Kasat Reskrim Polres Metro Depok AKBP Gede Made Oka Utama mengatakan, pengungkapan ini merupakan hasil pengembangan dalam Operasi Berantas Jaya.
"Dalam pengungkapan ini kami mengamankan delapan tersangka yang merupakan satu komplotan. Hampir seluruhnya berperan sebagai eksekutor pencurian maupun membantu aksi para pelaku," ujar Oka kepada wartawan, Selasa (7/7).
Delapan tersangka yang diamankan berinisial T, MS, AS, DR alias Inek, HMW alias BAU, RI, ID, dan MR. Dari jumlah tersebut, tiga orang diketahui merupakan residivis, yakni T, MS, dan AS.
Berdasarkan penyelidikan, komplotan ini telah beraksi sedikitnya di tujuh lokasi, yakni di Tajurhalang, Pancoran Mas, Cinere, Kalimulya, hingga Bojonggede. Para pelaku akhirnya ditangkap di wilayah Rumpin, Kabupaten Bogor.
Dalam aksinya, para pelaku menggunakan kunci letter T untuk merusak rumah kunci sepeda motor. Bahkan di salah satu lokasi di Tajurhalang, komplotan ini juga sempat mencuri sebuah mobil.
Polisi terpaksa menembak dua pelaku karena berusaha melawan petugas.
"Saat dilakukan pengembangan, dua tersangka berusaha melawan petugas sehingga kami melakukan tindakan tegas sesuai prosedur," jelas Oka.

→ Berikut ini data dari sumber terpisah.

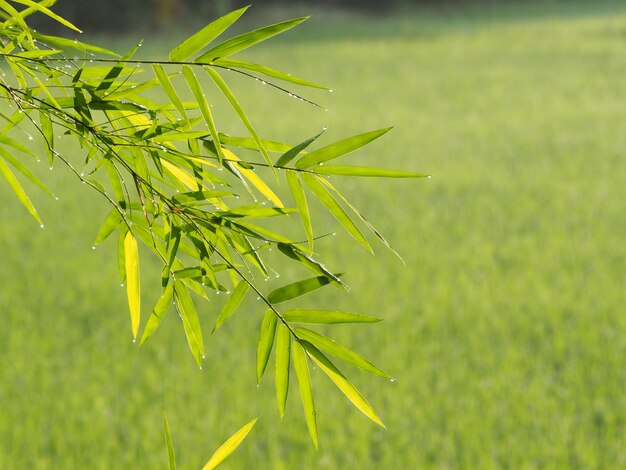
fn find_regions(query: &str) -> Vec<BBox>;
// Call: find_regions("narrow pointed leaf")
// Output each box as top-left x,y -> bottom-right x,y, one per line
283,309 -> 383,324
302,173 -> 372,252
124,231 -> 141,338
302,341 -> 385,428
202,418 -> 259,470
276,323 -> 291,418
276,129 -> 326,166
267,276 -> 333,304
295,327 -> 391,379
139,284 -> 174,346
256,310 -> 278,383
0,158 -> 42,224
170,5 -> 250,62
291,341 -> 318,449
213,279 -> 250,331
313,165 -> 428,178
296,127 -> 391,169
287,170 -> 313,247
163,412 -> 176,470
174,281 -> 204,367
196,17 -> 308,62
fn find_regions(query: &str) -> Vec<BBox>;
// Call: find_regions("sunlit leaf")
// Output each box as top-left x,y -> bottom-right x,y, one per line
202,418 -> 259,470
256,310 -> 278,383
295,327 -> 391,379
276,322 -> 291,418
291,341 -> 318,448
283,309 -> 382,324
302,341 -> 385,428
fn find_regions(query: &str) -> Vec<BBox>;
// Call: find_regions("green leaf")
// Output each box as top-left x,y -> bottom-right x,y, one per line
213,279 -> 250,331
295,327 -> 391,380
313,165 -> 428,178
182,65 -> 224,162
302,341 -> 386,429
202,418 -> 259,470
170,5 -> 250,62
0,158 -> 43,225
152,64 -> 188,119
287,170 -> 313,247
283,309 -> 383,324
296,127 -> 392,169
124,231 -> 141,338
276,322 -> 291,418
93,207 -> 123,246
214,59 -> 328,90
302,173 -> 372,253
139,284 -> 174,346
256,310 -> 278,383
267,276 -> 333,304
205,67 -> 276,173
163,411 -> 176,470
291,341 -> 318,449
196,17 -> 308,63
276,129 -> 326,166
174,281 -> 204,368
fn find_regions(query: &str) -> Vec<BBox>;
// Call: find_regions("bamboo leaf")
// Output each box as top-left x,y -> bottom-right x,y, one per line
302,173 -> 372,253
287,170 -> 313,247
267,276 -> 333,304
313,165 -> 428,178
256,310 -> 278,383
163,411 -> 176,470
283,309 -> 383,324
302,341 -> 386,429
124,231 -> 141,338
214,59 -> 328,90
93,207 -> 123,246
205,67 -> 276,173
213,279 -> 250,331
202,418 -> 259,470
292,341 -> 318,449
182,65 -> 224,162
276,129 -> 326,166
276,323 -> 291,418
295,327 -> 391,380
139,284 -> 174,346
0,158 -> 43,225
296,127 -> 392,169
196,17 -> 308,62
174,281 -> 204,367
170,5 -> 250,62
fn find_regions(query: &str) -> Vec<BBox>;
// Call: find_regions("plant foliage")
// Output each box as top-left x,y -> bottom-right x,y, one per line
0,0 -> 423,462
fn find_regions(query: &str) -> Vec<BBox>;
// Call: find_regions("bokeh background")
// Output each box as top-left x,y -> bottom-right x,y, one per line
0,0 -> 626,469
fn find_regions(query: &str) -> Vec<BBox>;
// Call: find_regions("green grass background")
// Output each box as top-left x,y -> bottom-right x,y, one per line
0,3 -> 626,469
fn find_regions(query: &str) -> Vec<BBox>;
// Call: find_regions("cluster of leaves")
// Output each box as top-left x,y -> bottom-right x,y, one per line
0,0 -> 423,458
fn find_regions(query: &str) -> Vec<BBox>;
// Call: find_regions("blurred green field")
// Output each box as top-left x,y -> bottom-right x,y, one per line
0,3 -> 626,469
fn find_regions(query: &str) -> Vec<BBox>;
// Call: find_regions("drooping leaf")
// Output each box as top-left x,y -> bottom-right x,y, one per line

Bawa JimatDalam kasus ini polisi menyita 6 unit sepeda motor, kunci letter T beserta mata kuncinya, 2 buah tang, cutter, sebilah golok, dan gunting gembok besar. Selain itu polisi juga menyita sebuah kain putih yang disebut pelaku sebagai tali pocong.
Tali pocong itu disita dari tersangka berinisial AS. Ia menjadikan potongan kain tersebut sebagai jimat saat beraksi.

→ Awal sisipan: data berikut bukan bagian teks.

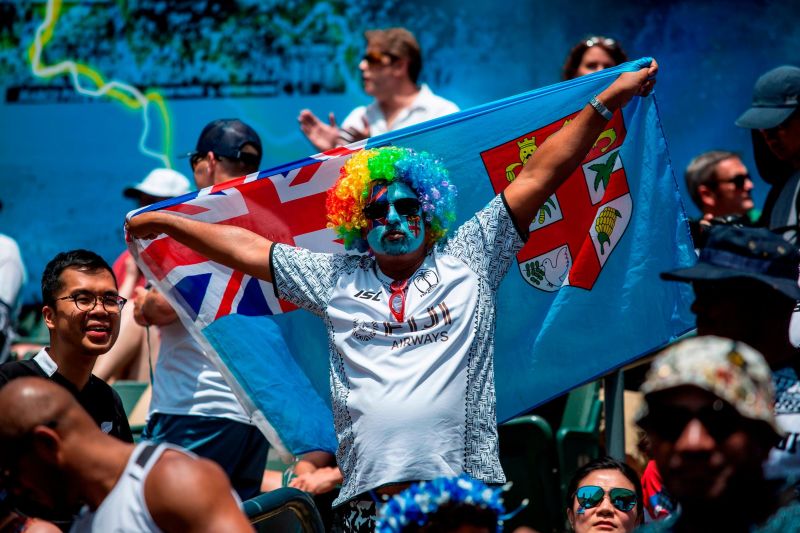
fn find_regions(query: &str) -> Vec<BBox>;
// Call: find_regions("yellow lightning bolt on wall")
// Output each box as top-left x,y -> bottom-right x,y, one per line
28,0 -> 172,168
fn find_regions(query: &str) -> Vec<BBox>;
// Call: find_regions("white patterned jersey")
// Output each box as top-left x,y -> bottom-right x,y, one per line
764,367 -> 800,483
271,196 -> 523,505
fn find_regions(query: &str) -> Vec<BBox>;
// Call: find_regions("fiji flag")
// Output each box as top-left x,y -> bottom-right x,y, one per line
129,58 -> 695,454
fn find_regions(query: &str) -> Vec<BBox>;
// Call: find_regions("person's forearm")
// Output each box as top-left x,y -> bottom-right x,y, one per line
517,87 -> 618,194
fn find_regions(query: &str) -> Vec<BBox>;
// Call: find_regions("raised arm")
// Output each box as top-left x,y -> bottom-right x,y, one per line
504,60 -> 658,227
126,211 -> 272,282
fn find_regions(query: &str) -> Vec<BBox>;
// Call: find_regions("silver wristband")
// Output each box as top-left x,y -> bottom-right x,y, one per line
589,96 -> 614,120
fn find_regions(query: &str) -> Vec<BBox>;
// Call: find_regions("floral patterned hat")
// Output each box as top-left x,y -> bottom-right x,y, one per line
637,335 -> 783,436
375,474 -> 528,533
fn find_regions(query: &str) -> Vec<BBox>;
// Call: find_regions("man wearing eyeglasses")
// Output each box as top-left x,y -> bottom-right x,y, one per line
128,61 -> 657,527
134,119 -> 269,500
684,150 -> 754,240
298,28 -> 458,152
736,65 -> 800,243
0,250 -> 133,442
637,336 -> 800,532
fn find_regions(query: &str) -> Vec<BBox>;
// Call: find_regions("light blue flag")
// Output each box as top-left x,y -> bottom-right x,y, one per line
132,58 -> 695,454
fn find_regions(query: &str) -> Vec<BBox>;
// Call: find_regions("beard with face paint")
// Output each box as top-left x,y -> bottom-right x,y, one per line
367,181 -> 425,255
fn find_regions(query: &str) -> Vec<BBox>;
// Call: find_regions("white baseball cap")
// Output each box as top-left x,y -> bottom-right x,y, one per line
122,168 -> 192,198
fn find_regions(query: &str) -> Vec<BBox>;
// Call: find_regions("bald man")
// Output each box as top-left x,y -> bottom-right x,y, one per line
0,377 -> 252,533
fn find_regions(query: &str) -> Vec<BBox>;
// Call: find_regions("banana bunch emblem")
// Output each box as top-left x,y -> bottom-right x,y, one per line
594,207 -> 622,255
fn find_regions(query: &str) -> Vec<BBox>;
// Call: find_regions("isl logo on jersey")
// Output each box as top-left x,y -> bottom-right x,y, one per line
481,111 -> 633,292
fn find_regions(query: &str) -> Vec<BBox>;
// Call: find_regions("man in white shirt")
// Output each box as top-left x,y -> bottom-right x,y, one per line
134,119 -> 269,500
297,28 -> 458,152
0,377 -> 252,533
128,62 -> 657,528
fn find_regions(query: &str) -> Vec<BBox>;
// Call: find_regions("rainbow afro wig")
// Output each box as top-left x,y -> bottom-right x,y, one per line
325,146 -> 457,252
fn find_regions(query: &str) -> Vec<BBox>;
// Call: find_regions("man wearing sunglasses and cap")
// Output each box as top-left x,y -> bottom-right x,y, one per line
637,336 -> 800,532
128,61 -> 658,529
684,150 -> 753,247
661,225 -> 800,494
736,65 -> 800,243
134,119 -> 269,500
297,28 -> 458,152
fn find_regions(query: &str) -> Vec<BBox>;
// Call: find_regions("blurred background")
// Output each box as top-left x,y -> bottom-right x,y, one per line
0,0 -> 800,301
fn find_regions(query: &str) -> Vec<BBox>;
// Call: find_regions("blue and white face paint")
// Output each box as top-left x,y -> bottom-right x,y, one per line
364,181 -> 425,255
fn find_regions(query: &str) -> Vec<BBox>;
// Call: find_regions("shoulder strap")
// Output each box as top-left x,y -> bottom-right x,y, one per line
764,172 -> 800,229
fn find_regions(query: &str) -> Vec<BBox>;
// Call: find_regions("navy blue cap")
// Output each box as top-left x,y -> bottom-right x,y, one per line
185,118 -> 264,167
736,65 -> 800,130
661,226 -> 800,300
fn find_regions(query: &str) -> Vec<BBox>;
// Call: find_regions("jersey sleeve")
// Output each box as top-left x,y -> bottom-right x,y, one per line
442,193 -> 527,288
270,243 -> 348,316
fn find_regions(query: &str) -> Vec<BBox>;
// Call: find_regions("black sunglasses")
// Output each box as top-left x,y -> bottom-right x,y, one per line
363,198 -> 420,220
575,485 -> 636,513
715,174 -> 750,189
639,399 -> 746,442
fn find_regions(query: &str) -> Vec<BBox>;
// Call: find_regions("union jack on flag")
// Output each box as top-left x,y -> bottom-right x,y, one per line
129,58 -> 695,454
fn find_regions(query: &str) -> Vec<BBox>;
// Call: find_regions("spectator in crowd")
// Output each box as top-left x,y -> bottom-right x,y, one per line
0,250 -> 133,526
638,336 -> 800,532
662,226 -> 800,494
135,119 -> 269,499
567,457 -> 644,533
375,474 -> 508,533
562,35 -> 628,80
298,28 -> 458,151
736,65 -> 800,243
0,250 -> 133,442
128,62 -> 657,526
684,150 -> 753,248
0,377 -> 252,533
0,227 -> 27,363
94,168 -> 192,381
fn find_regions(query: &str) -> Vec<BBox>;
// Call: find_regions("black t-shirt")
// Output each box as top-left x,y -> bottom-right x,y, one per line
0,359 -> 133,442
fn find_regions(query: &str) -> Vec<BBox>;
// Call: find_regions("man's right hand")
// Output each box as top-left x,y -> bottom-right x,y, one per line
297,109 -> 339,152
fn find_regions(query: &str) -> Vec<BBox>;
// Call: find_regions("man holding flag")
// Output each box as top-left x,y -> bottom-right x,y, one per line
128,61 -> 658,528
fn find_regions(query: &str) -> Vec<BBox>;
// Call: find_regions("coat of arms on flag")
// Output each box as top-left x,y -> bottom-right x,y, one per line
481,112 -> 633,292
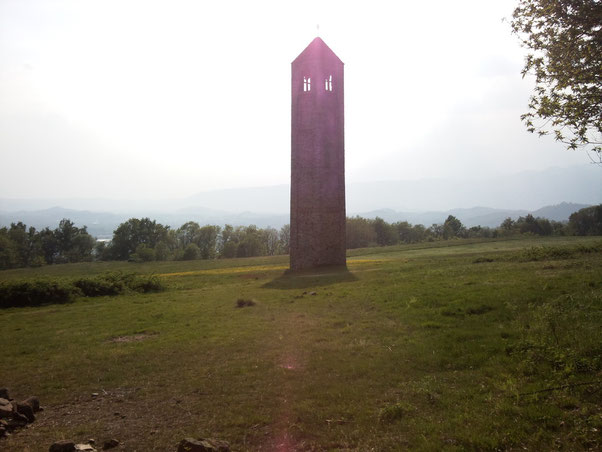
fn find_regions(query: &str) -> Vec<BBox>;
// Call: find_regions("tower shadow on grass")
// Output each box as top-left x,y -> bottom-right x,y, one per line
261,265 -> 358,290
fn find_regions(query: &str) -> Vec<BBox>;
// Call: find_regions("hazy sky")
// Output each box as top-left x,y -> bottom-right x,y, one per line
0,0 -> 589,199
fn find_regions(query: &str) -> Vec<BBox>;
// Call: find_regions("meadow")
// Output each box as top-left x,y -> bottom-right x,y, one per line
0,237 -> 602,451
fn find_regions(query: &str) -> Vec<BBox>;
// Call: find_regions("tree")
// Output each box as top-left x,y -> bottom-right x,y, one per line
111,218 -> 169,260
511,0 -> 602,164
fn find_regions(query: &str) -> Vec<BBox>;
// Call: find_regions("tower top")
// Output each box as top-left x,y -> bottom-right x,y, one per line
293,36 -> 344,64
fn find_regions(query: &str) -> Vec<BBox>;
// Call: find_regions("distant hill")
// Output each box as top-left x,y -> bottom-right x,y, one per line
0,165 -> 602,237
358,202 -> 589,228
0,202 -> 588,238
0,164 -> 602,218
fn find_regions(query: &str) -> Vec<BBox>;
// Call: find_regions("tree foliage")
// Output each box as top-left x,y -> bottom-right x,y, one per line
511,0 -> 602,163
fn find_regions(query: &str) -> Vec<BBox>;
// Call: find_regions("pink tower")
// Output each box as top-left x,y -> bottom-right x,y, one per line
290,38 -> 346,270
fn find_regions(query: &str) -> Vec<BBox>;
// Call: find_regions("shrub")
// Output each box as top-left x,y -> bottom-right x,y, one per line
0,272 -> 165,308
73,272 -> 133,297
129,275 -> 165,293
0,279 -> 80,308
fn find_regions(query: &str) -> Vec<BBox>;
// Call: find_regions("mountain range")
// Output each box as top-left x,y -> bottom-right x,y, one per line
0,165 -> 602,238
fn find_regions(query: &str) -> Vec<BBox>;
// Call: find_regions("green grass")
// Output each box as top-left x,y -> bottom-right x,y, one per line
0,237 -> 602,451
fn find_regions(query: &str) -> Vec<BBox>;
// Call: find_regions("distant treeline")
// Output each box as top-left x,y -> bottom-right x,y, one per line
0,204 -> 602,270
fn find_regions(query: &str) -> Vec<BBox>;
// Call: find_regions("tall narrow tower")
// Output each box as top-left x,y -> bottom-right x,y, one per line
290,38 -> 346,270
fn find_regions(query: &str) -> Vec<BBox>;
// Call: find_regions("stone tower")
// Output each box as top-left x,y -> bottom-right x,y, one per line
290,38 -> 346,270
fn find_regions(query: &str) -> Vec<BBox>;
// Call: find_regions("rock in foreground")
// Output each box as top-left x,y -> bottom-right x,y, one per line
178,438 -> 230,452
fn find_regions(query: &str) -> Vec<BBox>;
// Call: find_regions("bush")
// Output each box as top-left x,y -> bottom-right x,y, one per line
0,279 -> 81,308
0,272 -> 165,308
73,272 -> 133,297
129,275 -> 165,293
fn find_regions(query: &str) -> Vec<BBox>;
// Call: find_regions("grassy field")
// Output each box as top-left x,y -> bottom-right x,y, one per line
0,237 -> 602,451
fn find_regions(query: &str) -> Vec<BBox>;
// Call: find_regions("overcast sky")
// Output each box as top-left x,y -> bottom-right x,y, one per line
0,0 -> 589,199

"Menurut pengakuan pelaku, benda itu digunakan agar mereka tidak terlihat dan tidak mudah ditangkap. Itu hanya keyakinan pribadi mereka," kata Oka.
Meski begitu, polisi memastikan jimat tersebut tidak berpengaruh.

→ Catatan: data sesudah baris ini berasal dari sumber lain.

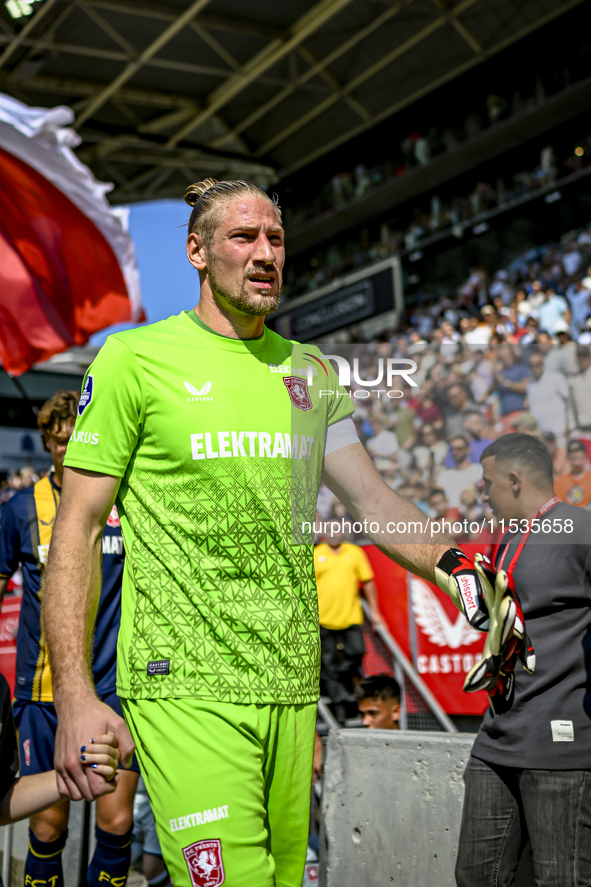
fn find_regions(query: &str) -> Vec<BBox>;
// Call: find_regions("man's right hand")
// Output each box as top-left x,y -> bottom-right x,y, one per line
55,694 -> 135,801
435,548 -> 494,631
464,555 -> 536,714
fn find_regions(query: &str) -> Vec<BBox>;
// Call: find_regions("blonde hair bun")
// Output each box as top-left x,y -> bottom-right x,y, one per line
185,179 -> 218,206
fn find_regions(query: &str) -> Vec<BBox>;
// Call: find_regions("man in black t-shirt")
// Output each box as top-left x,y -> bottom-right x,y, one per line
456,434 -> 591,887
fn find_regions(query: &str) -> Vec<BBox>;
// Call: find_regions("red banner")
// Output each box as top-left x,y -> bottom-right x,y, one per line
363,545 -> 488,715
0,595 -> 22,695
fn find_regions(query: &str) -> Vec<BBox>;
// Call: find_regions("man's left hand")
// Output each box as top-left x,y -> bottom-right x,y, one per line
435,548 -> 494,631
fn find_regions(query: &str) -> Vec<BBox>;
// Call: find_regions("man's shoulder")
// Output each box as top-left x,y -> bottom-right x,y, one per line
105,314 -> 182,351
2,477 -> 35,515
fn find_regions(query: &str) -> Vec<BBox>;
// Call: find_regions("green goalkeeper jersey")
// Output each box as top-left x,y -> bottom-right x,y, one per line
65,312 -> 353,704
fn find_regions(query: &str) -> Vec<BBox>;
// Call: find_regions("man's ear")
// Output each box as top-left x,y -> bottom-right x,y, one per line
187,232 -> 207,271
509,471 -> 522,498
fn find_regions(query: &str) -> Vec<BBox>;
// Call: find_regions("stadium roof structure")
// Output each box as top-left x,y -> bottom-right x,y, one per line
0,0 -> 581,203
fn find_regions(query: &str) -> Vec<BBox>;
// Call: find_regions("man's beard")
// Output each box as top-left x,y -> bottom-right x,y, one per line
207,256 -> 282,317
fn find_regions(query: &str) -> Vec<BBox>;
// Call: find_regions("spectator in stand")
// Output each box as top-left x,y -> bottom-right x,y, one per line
544,425 -> 567,478
538,288 -> 570,335
527,280 -> 545,313
566,277 -> 591,338
577,317 -> 591,345
428,487 -> 466,543
511,413 -> 542,440
356,674 -> 402,730
554,440 -> 591,508
519,316 -> 540,349
527,352 -> 569,447
464,410 -> 492,462
366,414 -> 400,459
545,323 -> 578,376
412,422 -> 449,481
494,344 -> 530,429
443,382 -> 478,438
314,522 -> 383,724
568,345 -> 591,458
435,435 -> 482,508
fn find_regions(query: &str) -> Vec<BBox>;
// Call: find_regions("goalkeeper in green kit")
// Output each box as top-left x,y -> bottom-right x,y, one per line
44,179 -> 523,887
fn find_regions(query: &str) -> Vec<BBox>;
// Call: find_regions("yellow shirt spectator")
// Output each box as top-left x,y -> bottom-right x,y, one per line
314,542 -> 374,630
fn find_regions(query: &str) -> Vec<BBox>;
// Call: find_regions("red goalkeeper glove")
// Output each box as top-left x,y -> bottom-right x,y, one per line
464,555 -> 536,714
435,548 -> 494,631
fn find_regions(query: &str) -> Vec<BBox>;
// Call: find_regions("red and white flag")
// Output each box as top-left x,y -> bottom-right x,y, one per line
0,93 -> 143,376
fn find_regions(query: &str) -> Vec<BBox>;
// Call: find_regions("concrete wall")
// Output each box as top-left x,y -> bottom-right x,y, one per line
320,729 -> 533,887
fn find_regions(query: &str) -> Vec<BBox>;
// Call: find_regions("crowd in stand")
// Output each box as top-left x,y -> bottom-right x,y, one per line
318,222 -> 591,542
287,133 -> 591,298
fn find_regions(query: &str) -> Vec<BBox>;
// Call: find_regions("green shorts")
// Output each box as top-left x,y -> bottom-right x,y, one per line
121,698 -> 316,887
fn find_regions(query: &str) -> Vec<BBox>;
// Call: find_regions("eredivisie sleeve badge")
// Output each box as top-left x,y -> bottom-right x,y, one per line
283,376 -> 312,411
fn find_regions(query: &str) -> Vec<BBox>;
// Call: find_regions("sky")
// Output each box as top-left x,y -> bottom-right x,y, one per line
90,200 -> 199,345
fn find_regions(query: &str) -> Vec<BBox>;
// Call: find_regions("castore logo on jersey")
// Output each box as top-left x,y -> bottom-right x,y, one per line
183,382 -> 213,402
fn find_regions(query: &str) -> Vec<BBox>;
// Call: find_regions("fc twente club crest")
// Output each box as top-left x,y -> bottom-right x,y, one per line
183,840 -> 226,887
283,376 -> 312,411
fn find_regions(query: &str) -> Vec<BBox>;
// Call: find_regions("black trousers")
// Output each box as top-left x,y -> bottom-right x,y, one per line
456,757 -> 591,887
320,625 -> 365,723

"Faktanya, seluruh pelaku tetap berhasil kami amankan. Jadi, anggapan bahwa jimat tersebut membuat mereka kebal sama sekali tidak terbukti," tegasnya.
Atas perbuatannya, para tersangka dijerat Pasal 477 KUHP dengan ancaman hukuman maksimal 7 tahun penjara.
Motor Dikembalikan ke PemilikPara pelaku menjual motor hasil pencurian ke penadah dengan harga Rp 3 juta hingga Rp 4 juta per unit, sebagian besar melalui transaksi daring. Sementara enam motor hasil curian yang berhasil diamankan polisi akan dikembalikan kepada pemiliknya.
"Untuk barang bukti sepeda motor yang berhasil kami amankan, kami akan serahkan kepada pemilik aslinya. Syaratnya menunjukkan bukti kepemilikan saja," ucap Oka.
Salah satu korban pencurian itu, Rahman, turut hadir saat konferensi pers. Ia bersyukur motor Honda Beat hitam miliknya yang hilang 2 bulan lalu di Rawadenok bisa kembali.
“Alhamdulillah, bisa kembali lagi. Terima kasih kepada Polres Metro Depok yang telah membantu mencari dan menemukan motor saya yang hilang di Rawadenok dua bulan lalu,” terangnya.